28. Bölüm "Çaresizlik"

7.3K 421 76
                                    


Oldukça uzun bir bölüm oldu arkadaşlar. Lütfen altta bomboş duran yıldızı parlatmayı unutmayınız. Yalnızca altta boş yıldıza parmağınızı değdireceksiniz ve ⭐ bu şekle gelecek. Cidden sadece bu kadar. ☺️

İnstagram: bb_batur

Facebook: Burcu Batur Hikayeleri

"Ve ilk görevin, bu belgeleri Altay'ın evinde ki çalışma odasına sen sokacaksın!"

Hazal, beklemediği bu istek karşısında küçük dilini yutmuştu adeta. Elinde tuttuğu belgelerin, Altay'ı hapse sokacak iftiralar olduğunu söyleyen adam, bu belgeleri Altay'ın çalışma odasına kendisinin sokmasını istiyordu. Sesli bir şekilde yutkundu genç kadın.

" Bunu yapamazsın sen. Altay'ı bu şekilde lekeleyip hapse attıramazsın! " dedi Hazal, yüzünde anlamsız bir ifade peyda olurken.

" Öyle bir attırırım ki! " dedi Bora. Siyah, üçlü koltuklardan bir tanesine gitti ve kendini üzerine bıraktı. Kollarını da iki yana açan adam, rahatladığını hissetti. Sağ bacağını, sol bacağının üzerine attı." Kabul etmeme gibi bir seçeneğin var tabi ama bu seçeneğe yönelmen demek, kardeşin için olacakları da kabul etmen anlamına geliyor. Malum, holdingimin çalışkan stajyeri ile bu akşama yemek planımız var. "

" Kardeşim... Eğer onun kılına zarar vermeyi aklından geçirirsen seni pişman ederim. Yemin ederim, başıma ne geleceği umurumda olmaz, seni mahvederim. Allah belanı versin! Ondan uzak dur! " dedi Hazal. Gördüğü rüyadan kareler gelip gidiyordu sürekli aklına.

Defne kanlar içindeydi ve Bora'nın ellerinde kan vardı. Bu sahne yeniden canlandı aklında. Kız kardeşi Defne, ona her zaman bir abladan daha yakın olmuştu. Kimi zaman bir anne, kimi zaman dost ve hatta bazen baba. Bu adam asla ama asla kardeşine zarar veremezdi. Ucunda ne olursa olsun, ölüm olsa dahi, bu saçma oyunda kız kardeşi asla zarar görmeyecekti.
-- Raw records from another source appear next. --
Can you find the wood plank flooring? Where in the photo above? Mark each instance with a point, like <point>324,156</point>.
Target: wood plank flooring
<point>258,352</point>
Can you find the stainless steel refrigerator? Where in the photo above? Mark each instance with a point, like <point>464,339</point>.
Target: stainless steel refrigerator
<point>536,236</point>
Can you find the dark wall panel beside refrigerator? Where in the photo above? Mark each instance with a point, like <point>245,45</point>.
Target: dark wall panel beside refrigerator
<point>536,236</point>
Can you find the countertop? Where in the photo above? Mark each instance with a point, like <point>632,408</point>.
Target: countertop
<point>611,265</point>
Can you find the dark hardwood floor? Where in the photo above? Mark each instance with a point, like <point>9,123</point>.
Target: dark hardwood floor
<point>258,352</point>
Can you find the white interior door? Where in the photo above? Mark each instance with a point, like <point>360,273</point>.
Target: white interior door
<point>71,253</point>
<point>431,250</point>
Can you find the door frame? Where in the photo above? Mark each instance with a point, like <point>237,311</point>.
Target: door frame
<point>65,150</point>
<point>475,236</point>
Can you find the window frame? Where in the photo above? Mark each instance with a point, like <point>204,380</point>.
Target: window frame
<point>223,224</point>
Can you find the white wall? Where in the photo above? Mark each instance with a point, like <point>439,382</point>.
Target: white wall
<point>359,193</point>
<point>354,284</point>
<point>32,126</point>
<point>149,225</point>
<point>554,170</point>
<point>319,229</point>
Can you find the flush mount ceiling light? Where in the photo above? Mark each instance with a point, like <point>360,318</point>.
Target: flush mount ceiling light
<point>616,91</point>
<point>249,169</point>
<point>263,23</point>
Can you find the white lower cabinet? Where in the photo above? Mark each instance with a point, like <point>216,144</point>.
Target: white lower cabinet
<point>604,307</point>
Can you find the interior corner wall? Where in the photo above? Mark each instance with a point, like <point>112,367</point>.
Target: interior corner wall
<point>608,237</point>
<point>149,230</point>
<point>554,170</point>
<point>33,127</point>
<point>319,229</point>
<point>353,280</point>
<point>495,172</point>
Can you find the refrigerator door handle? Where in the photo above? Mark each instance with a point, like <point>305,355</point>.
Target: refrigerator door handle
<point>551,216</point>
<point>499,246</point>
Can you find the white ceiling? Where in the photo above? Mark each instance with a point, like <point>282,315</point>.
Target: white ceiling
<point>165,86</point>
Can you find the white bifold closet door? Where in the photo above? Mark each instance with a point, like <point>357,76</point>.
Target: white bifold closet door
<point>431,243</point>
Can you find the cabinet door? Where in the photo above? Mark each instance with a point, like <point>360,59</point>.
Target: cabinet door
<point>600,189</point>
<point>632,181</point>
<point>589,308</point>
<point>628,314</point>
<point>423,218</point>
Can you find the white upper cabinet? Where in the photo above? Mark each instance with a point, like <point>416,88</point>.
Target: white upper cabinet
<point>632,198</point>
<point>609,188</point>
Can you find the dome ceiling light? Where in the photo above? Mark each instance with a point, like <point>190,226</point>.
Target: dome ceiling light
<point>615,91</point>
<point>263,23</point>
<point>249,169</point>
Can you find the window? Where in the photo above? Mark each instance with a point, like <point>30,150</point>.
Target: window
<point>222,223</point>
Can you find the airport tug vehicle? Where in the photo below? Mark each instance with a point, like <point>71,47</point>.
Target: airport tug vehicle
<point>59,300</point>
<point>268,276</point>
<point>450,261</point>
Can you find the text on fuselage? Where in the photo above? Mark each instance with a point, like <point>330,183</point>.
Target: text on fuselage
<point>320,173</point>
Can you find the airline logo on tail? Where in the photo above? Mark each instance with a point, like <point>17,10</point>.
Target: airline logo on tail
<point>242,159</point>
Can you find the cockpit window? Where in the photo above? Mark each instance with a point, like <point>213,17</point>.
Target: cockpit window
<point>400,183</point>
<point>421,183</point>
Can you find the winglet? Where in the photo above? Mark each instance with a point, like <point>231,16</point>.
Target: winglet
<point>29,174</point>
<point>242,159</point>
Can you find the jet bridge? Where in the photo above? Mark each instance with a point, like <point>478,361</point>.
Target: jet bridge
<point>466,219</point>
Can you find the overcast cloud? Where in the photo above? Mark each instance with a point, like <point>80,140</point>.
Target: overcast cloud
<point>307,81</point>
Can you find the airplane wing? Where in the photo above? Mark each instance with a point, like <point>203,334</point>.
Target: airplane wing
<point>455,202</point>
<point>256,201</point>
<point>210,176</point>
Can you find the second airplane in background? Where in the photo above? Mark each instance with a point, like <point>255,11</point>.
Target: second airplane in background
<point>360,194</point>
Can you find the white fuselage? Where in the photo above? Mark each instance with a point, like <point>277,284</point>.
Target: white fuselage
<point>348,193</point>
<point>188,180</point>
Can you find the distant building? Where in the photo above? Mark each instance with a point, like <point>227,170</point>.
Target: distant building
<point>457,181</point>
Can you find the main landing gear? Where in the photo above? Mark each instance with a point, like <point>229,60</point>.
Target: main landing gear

Bora, bacağını indirdi ve ateş toplarını genç kadına çevirdi. Bu bakışlar, küçük bir cehennemdi sanki. Bora'nın istediği kişileri yutacak ve en acı işkenceleri yaşatacak bir cehennem. Gözlerinin hemen üzerinde kalan biçimli kaşlar, birbirine karşı çok iyi olan arkadaş kavramını hatırlatsa da en ufak bir hatada karşısında bulunan kişiye düşman olabilirdi.

"Bana bir daha emir cümlesi kurarsan, inan bana şimdiye kadar yaşadıklarını mumla ararsın. " derken ses tonu aslında sakindi ama o kelimelerin altında yatan öfke ve tehdidi anlamamak için mutlaka aptal olmak gerekirdi. Bora'ydı bu, şimdiye kadar yaptıkları, bundan sonra yapacakları ve yapabileceklerine bir teminattı aslında, şakası yoktu.

Onu durduracak bir vicdanı yoktu. Merhameti yoktu.

Güneş' i yoktu.

Karşısında acıdan kıvranan kadın onun umurunda değildi.

Kalbi yoktu.

O bir insan olamazdı.

" Neden ben? " dedi kadın son bir güçle.

" İstesem Altay' ı şu an, şu dakika yerle bir edebilirim ama ben yapmayacağım. Altay, yerle bir olacak zaten ama hemen değil ve onu yerle bir edecek insan olan ben, sadece bir arka plan resmi olacağım. Onu, yerle bir edilişine sen sürükleyeceksin. Biricik nişanlısı, sözde aşık olduğu kadın. Hoş, o itin aşkına ne kadar güven olur bilmem. " dedi Bora ve Hazal'ın yanına giderek onu sertçe ayağa kaldırdı. Belgeleri de katlayarak, genç kadının cebine sıkıştırdı. Kadının, bu adamdan hem midesi bulanıyor hem de korkudan titriyordu.